Le professeur a dans le même contexte rappelé qu’une rencontre organisée en 2014 par le CNES, lors de laquelle il avait été attiré l’attention du gouvernement sur l’urgence à adopter des mesures structurelles et à ne pas prendre en compte les seules approches financières. « Quatre année après on est encore  à se demander si cette recommandation a servi de leçon », s’est-il demandé.  Si, a-t-il prévenu, dans trois ou quatre ans des décisions destinées à changer des comportements des opérateurs institutionnels et économiques ne sont pas prises, il va falloir revenir à des mesures d’ajustements structurels « un peu plus dures ».

Commentant le modèle social de l’Algérie, le professeur Benabdallah estime qu’il est « tout à fait insoutenable ». « C’est le seul modèle qui concilie les aspects sociaux et économiques entièrement inconciliables », a-t-il dit à ce sujet.

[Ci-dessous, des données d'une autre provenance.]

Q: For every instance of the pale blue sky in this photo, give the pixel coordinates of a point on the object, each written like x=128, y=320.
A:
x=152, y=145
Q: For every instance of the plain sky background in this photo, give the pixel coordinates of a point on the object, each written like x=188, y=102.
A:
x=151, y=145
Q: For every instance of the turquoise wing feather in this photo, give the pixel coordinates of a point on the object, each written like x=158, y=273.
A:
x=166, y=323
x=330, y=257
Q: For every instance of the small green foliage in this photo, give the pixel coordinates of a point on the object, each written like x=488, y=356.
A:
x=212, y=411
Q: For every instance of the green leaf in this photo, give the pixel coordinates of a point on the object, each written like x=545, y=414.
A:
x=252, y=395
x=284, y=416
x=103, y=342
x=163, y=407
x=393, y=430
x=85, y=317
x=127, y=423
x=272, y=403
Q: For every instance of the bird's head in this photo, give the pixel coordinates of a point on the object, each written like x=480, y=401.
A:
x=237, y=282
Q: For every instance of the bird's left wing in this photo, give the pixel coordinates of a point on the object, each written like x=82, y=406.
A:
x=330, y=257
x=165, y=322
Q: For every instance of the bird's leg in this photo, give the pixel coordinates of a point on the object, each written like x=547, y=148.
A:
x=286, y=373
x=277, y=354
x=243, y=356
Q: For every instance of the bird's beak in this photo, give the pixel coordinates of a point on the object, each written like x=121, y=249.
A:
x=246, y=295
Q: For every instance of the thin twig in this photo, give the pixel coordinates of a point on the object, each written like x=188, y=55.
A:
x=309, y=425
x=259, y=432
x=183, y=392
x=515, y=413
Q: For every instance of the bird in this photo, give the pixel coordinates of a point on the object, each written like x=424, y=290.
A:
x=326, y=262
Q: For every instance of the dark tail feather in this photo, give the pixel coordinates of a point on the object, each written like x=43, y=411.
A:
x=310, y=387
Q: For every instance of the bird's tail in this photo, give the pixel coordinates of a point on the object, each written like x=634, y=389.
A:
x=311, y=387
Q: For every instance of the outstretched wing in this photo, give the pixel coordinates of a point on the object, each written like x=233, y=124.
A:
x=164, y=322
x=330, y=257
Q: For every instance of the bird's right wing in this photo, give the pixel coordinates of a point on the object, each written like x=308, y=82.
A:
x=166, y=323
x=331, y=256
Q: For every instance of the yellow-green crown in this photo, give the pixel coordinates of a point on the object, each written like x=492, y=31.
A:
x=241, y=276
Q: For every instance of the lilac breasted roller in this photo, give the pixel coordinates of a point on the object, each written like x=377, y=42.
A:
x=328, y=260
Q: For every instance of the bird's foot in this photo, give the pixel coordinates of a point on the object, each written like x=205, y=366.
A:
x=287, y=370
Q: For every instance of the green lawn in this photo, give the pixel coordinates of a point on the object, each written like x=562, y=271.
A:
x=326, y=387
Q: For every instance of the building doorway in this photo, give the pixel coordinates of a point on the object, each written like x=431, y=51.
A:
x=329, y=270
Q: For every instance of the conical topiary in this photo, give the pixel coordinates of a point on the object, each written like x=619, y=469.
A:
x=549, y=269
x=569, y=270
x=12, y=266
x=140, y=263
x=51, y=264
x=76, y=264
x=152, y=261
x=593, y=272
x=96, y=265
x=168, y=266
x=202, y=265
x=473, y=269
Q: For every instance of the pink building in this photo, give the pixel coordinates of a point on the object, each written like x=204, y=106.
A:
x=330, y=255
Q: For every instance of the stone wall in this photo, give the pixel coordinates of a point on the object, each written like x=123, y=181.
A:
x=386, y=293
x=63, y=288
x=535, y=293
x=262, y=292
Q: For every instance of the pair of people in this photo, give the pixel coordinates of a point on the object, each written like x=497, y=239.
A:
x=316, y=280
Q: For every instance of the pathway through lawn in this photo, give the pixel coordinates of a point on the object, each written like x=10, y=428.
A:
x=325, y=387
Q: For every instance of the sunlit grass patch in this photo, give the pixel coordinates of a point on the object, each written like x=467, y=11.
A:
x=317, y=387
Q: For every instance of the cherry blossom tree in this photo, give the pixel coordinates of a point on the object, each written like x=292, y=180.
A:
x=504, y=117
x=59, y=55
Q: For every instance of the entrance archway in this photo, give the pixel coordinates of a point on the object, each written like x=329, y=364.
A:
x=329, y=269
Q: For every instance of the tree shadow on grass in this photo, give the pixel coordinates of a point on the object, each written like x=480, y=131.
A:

Par ailleurs l’expert insiste sur le fait que l’Algérie  ne soit pas confrontée à un problème de ressources mais de « mobilisation de celles-ci ». Il en veut pour preuve les quelque 120 milliards de dollars d’impayés que l’état n’a pas encore récupérés, « parce que les gens n’ont pas voulu payer leurs impôts où leurs amendes, ou bien que des entreprises ont été mises en faillite. « Il n’existe pas un problème de ressources, mais un problème de gouvernance, vis-à-vis duquel chacun doit prendre ses responsabilités », a conclue Youcef Benabdallah.